The aqueduct’s channel was made accessible by pozzi, or manholes, that were positioned along its length when it was 1st designed. Whilst these manholes were provided to make it much easier to maintain the aqueduct, it was also possible to use buckets to remove water from the channel, which was carried out by Cardinal Marcello Crescenzi from the time he obtained the property in 1543 to his death in 1552. It appears that, the rainwater cistern on his property wasn’t adequate to meet his needs. That is when he made the decision to create an access point to the aqueduct that ran underneath his residence.

Design Options for Exterior Fountains

Gardens allow you to escape into nature and be outside when you want. Although there is a lot of work involved in getting a new one designed and constructed, it is worth the effort for anyone who will be using it. Both the “curb appeal” and the value of your property will be driven up when you set up an eye-catching garden. Many people decide to add to their landscaping by putting in statues or other art, re-doing the pavement of their driveway, planting trees, or adding a water feature.

The visual appeal of any garden can be tremendously improved by just adding a water fountain. A place of harmony and serenity will appear from what was at first just a simple spot. The mood of your garden will be very different once you install a water fountain, as the calming sounds of the water will create an oasis for you as well as for the friendly birds and animals it will entice. Your fountain will quickly turn into the focal point of your garden or yard.

Factors to Consider When Installing a Garden Water Fountain

A lot of people overlook the need for an electrical socket or water source close by when considering where to locate their garden fountain.

The thrill of owning one occasionally causes people to forget the technical details when setting it up for the first time. Since standard power cords are only 12 feet in length, you might need to connect an extension cord to reach the most convenient 120v outlet. You will also need to have a water source close by so that you can effortlessly fill your water fountain. Water is challenging to move manually from place to place. The easiest way to fill the fountain is with a nearby hose. If you have an specialist on hand, you may want to look into getting a water fountain autofill with a connection to an external water line, as this would be much simpler in the long run.

The Importance of Fountains in Japanese Gardens

You will rarely see a Japanese garden that does not have a water element. You will often find Japanese water fountains in the doorway of a temple or home due to the fact that they are considered symbolic of physical and spiritual purification. Since water is supposed to be the central point of a fountain, you will notice that the designs are kept very simple.
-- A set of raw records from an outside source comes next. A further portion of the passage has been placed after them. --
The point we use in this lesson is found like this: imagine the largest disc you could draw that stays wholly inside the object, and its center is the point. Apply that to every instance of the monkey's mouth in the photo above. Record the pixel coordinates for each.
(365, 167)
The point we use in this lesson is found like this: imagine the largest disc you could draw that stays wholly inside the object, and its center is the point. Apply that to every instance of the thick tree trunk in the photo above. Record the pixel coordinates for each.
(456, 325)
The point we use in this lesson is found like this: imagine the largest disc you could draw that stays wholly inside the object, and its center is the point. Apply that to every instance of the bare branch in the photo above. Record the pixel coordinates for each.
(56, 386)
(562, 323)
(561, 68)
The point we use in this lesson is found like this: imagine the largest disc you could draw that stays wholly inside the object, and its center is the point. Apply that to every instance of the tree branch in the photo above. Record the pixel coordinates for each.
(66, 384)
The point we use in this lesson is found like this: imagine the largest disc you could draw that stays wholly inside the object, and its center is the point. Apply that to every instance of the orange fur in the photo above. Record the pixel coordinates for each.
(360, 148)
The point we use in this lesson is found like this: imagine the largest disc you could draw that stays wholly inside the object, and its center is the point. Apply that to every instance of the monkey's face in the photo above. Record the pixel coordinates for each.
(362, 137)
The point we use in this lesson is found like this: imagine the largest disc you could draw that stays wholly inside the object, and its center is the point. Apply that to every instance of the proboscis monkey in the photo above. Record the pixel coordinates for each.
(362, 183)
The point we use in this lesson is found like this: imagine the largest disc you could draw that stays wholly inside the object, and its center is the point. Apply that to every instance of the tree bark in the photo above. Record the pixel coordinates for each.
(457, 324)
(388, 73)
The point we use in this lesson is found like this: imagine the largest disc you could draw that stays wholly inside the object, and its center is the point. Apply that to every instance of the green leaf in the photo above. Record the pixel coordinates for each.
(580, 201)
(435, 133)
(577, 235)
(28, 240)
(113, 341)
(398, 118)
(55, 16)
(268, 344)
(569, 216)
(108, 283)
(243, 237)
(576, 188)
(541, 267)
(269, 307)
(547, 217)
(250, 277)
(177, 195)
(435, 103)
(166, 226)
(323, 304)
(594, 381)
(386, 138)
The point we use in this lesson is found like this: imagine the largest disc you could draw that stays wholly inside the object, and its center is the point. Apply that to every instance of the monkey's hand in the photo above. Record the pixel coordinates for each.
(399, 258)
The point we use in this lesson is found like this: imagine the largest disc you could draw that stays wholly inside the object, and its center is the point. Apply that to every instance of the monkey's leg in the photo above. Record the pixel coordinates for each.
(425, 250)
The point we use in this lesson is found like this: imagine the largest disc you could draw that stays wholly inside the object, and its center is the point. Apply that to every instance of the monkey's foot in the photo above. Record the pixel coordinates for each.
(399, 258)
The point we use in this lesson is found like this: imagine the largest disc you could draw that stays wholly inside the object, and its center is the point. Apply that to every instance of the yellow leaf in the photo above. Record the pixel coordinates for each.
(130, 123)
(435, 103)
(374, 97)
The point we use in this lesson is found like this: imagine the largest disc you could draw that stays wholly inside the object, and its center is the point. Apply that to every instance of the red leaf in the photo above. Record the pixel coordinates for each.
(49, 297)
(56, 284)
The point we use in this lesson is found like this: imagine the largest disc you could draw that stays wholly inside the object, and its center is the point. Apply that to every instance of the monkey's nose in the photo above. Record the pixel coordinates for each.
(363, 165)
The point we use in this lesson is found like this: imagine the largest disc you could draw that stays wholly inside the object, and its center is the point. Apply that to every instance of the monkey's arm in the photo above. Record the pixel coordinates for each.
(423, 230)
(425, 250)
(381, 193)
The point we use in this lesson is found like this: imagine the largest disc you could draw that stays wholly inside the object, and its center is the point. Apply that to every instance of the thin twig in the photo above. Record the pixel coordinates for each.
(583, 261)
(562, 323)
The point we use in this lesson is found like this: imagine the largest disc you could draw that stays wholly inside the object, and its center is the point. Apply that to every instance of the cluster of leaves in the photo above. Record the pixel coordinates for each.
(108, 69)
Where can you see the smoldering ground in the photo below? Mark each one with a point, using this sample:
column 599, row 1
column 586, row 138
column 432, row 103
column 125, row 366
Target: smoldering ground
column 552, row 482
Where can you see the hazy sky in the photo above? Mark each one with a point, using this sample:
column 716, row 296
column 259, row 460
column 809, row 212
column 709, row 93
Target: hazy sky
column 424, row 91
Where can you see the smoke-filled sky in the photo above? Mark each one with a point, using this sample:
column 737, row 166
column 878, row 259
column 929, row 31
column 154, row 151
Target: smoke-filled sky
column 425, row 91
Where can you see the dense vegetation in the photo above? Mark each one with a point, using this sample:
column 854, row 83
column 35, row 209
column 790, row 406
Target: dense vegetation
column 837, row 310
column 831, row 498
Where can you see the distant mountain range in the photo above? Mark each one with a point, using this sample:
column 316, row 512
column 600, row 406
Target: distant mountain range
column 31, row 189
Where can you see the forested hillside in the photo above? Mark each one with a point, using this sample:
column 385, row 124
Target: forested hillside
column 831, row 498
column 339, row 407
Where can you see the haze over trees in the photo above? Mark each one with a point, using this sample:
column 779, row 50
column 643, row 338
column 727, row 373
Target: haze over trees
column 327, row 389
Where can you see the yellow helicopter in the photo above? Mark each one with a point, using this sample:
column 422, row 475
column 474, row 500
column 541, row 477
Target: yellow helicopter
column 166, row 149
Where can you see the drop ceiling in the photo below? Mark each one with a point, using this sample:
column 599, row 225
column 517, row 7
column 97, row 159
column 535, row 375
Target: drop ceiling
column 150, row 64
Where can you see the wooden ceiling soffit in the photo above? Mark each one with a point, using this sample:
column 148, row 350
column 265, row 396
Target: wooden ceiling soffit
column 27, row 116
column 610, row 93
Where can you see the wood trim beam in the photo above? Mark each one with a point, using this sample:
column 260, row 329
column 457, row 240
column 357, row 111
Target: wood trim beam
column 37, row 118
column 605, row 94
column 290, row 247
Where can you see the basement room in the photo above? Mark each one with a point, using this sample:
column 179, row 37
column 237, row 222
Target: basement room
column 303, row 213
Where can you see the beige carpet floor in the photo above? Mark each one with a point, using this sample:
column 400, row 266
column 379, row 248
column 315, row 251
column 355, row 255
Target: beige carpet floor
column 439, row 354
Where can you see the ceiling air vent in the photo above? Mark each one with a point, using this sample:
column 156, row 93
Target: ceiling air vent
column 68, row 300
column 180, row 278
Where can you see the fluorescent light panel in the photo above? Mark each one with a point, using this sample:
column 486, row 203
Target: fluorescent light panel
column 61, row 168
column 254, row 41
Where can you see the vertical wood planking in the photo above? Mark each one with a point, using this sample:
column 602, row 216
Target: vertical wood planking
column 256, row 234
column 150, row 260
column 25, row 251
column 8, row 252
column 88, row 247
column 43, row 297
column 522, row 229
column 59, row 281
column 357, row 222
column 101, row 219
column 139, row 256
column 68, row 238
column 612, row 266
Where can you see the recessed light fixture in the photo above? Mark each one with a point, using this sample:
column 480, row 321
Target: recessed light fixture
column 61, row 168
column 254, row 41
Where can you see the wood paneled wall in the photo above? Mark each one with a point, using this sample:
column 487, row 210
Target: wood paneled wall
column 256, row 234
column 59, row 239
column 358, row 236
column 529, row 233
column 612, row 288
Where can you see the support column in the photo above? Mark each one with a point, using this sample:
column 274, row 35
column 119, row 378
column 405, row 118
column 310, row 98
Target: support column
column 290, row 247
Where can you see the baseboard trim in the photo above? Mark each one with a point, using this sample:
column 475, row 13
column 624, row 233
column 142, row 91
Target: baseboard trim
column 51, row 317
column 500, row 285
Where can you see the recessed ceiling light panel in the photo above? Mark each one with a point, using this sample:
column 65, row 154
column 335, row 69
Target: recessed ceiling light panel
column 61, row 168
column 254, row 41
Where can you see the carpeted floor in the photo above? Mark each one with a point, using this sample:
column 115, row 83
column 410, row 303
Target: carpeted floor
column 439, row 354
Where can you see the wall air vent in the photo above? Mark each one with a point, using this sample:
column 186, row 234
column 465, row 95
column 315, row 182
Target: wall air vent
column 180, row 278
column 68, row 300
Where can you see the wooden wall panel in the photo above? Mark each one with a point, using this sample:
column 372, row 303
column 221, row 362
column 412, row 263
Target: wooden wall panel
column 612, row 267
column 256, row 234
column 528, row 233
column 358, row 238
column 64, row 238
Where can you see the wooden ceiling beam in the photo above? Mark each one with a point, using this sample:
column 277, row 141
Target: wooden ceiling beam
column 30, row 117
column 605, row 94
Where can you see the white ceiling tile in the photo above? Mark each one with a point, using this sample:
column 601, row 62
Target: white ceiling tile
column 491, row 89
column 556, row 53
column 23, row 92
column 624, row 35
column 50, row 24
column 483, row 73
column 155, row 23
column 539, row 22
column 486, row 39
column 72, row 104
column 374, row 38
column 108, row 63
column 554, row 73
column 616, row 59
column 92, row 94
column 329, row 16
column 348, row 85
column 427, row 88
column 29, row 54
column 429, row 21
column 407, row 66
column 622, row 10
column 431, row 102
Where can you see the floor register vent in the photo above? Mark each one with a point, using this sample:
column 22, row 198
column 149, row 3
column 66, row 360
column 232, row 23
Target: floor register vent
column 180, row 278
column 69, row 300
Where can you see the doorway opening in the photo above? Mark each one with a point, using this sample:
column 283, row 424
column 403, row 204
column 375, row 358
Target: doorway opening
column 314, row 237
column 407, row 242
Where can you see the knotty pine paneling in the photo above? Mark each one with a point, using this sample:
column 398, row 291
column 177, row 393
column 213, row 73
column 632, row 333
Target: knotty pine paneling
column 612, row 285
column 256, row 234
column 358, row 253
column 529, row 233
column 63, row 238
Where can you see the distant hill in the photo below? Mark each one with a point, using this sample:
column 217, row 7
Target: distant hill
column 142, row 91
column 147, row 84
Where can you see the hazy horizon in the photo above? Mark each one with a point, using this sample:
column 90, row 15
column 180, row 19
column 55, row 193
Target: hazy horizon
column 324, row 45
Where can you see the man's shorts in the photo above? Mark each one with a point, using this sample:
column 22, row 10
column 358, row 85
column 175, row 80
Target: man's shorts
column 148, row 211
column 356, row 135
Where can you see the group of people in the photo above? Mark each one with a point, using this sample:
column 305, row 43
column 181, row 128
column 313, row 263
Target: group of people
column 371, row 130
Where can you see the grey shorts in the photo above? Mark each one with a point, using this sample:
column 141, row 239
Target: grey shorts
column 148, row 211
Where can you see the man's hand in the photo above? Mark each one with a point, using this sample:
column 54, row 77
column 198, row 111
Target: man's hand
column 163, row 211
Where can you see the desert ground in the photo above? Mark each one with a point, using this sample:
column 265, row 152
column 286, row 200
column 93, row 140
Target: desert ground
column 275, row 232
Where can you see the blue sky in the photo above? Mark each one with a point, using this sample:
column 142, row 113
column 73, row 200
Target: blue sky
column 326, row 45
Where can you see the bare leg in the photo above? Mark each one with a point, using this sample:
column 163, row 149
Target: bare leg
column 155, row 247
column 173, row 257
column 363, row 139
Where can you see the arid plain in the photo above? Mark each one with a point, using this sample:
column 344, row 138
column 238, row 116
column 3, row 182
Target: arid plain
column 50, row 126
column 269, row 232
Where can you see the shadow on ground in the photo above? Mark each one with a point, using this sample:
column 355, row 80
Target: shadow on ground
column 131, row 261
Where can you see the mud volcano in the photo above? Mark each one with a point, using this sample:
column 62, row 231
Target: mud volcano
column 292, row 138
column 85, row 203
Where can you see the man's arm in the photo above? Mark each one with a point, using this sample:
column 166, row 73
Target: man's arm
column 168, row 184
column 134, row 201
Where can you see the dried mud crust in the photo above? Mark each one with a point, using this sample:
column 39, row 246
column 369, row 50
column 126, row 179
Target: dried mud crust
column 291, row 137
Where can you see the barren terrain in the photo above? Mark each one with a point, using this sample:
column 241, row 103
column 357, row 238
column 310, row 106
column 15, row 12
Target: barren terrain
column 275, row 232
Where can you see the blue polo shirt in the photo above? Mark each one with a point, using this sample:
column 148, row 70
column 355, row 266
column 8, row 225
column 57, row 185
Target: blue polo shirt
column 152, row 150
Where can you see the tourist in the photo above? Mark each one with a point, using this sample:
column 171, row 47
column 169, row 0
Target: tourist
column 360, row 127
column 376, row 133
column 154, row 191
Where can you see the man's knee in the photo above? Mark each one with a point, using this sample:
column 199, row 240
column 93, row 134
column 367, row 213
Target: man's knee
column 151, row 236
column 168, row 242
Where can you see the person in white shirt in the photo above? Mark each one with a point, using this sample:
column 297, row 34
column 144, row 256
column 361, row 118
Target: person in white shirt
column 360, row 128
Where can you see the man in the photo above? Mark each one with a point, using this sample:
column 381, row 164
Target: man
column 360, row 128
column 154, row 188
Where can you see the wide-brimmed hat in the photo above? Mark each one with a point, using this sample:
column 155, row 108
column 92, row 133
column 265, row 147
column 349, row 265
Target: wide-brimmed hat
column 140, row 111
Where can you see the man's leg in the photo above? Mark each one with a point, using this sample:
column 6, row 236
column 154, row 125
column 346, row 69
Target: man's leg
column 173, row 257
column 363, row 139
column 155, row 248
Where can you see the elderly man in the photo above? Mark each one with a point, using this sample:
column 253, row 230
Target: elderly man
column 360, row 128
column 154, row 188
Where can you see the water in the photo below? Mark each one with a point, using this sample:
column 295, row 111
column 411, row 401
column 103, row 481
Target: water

Moreover, water fountains with bamboo spouts are very common. The bamboo spout is placed over the basin, typically made of natural rocks, and water trickles out. People usually make them appear weathered and worn, even when they are new. It is vital that the overall look of the fountain fits in with the natural setting, so people typically place plants, rocks, and flowers around it.

Clearly this fountain is much more than just a beautiful add-on.

For something a bit more distinctive, start with a bed of gravel, add a stone fountain, and then decorate it creatively with live bamboo and other natural elements. The aim is that over time it will start to look more and more like a natural part of the area, as moss slowly grows over the stones.

Larger water features can be developed if there is enough open land. Give some thought to adding a lovely final touch like a pond filled with koi or a tiny stream.

There are other alternatives if you do not want to put water in your Japanese fountain. Many people decide to represent water with sand, gravel, or rocks rather than putting in real water. In addition, flat stones can be laid out close enough together to give the illusion of a babbling brook.